The current pandemic does not only bring global health issues but also has a negative effect on the economy – die Wirtschaft. Another shift is becoming visible now. In the wake – inmitten – of the pandemic many industries experience a labour shortage – der Arbeitskräftemangel. This has far reaching consequences like supply chain disruptions – die Unterbrechung der Versorgungskette. As the economies reopen many workers quit – kündigen – roles and demand – die Nachfrage – rises.
Why do we have a labour shortage?
One factor behind the labour shortage are changing demographics. For example, many poeple are leaving into early retirement – frühzeitige Rente. Many people experienced the benefits of home office during the pandemic. And the thought of returning to the office is not an attractive one. Additonally, a slower birth rate means that less younger workers are entering the workforce – die Belegschaft/ die Arbeitskräfte. On top of that, border controls and immigration limitations and demands for better pays and more flexible working arrangements – die Arbeitsvereinbarungen – have an influence on the job market. Latest surveys – die Umfrage – show that more poeple are willing to switch employment or walk out on a job. In the US the so-called quits-rate rose to 4.3 million.
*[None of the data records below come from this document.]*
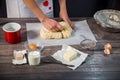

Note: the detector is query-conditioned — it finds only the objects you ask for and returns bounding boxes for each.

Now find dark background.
[0,0,120,18]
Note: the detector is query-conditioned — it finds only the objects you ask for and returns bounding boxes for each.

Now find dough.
[63,49,77,62]
[40,21,72,39]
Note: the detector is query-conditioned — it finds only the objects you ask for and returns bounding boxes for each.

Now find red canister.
[3,22,21,44]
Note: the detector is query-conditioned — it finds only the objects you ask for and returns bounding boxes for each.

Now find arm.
[59,0,74,29]
[23,0,61,31]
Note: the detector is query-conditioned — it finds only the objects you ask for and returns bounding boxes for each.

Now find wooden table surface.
[0,18,120,80]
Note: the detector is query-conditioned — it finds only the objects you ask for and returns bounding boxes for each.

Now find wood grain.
[0,18,120,80]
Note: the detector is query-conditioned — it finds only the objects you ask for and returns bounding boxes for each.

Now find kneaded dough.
[40,21,72,39]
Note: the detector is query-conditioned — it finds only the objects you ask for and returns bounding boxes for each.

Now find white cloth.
[6,0,53,18]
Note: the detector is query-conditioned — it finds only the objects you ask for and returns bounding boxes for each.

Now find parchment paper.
[26,20,96,46]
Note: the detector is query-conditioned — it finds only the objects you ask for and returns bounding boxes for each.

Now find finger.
[57,24,63,31]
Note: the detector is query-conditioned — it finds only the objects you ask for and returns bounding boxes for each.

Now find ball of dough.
[40,22,72,39]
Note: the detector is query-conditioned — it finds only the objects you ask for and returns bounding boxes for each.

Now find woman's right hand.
[41,17,62,32]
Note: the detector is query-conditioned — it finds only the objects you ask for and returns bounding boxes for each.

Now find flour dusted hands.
[40,22,72,39]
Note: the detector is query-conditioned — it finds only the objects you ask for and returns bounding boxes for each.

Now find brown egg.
[28,43,37,50]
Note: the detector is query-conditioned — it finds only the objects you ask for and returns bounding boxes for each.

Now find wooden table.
[0,18,120,80]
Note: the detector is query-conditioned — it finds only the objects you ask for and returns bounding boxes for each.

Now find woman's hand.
[41,17,62,32]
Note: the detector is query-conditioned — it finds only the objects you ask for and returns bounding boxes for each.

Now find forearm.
[59,0,68,17]
[23,0,46,22]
The sectors that are effected the most are accomodation and food services – die Gastronomie -, wholesale trade – der Großhandel – and governement education – die Bildung.
Key industries struggle to keep up with demand due to a lack of workers and raw materials. This disrupts global as well as local production. Furthermore, it hampers – beeinträchtigen – economic growth. And leads to a product and service shortage for customers. Experts state that while the pandemic is accentuating – etw hervorheben – the labour shortage the problems started beforehand. One reason might be, that workers have built up savings – das Ersparte – buffers and dont feel the urgency – die Dringlichkeit – to return to work.
What it means for the future…
In the UK the situation has been exacerbated – verschärfen – by Brexit. The many foreign workers the country relied on – sich verlassen – have left the UK. Industries that are effected most are meat production, transporttation and agriculture – die Landwirtschaft. This has led to a shortage of fuel at as stations. This situation could go on longer than expected at the moment. Not only that, it could mean that companies have to raise pay in order to keep their current staff – das Personal.
In order to stop redundancies – die Entlassung – during the pandemic governements have introduced furlough – Urlaub, Freistellung – and subsidized – bezuschussen – worker´s earnings. The situation could mean one good thing for job seekers. Namely, more leverage – das Druckmittel – to negotiate for better pay and conditions in the future.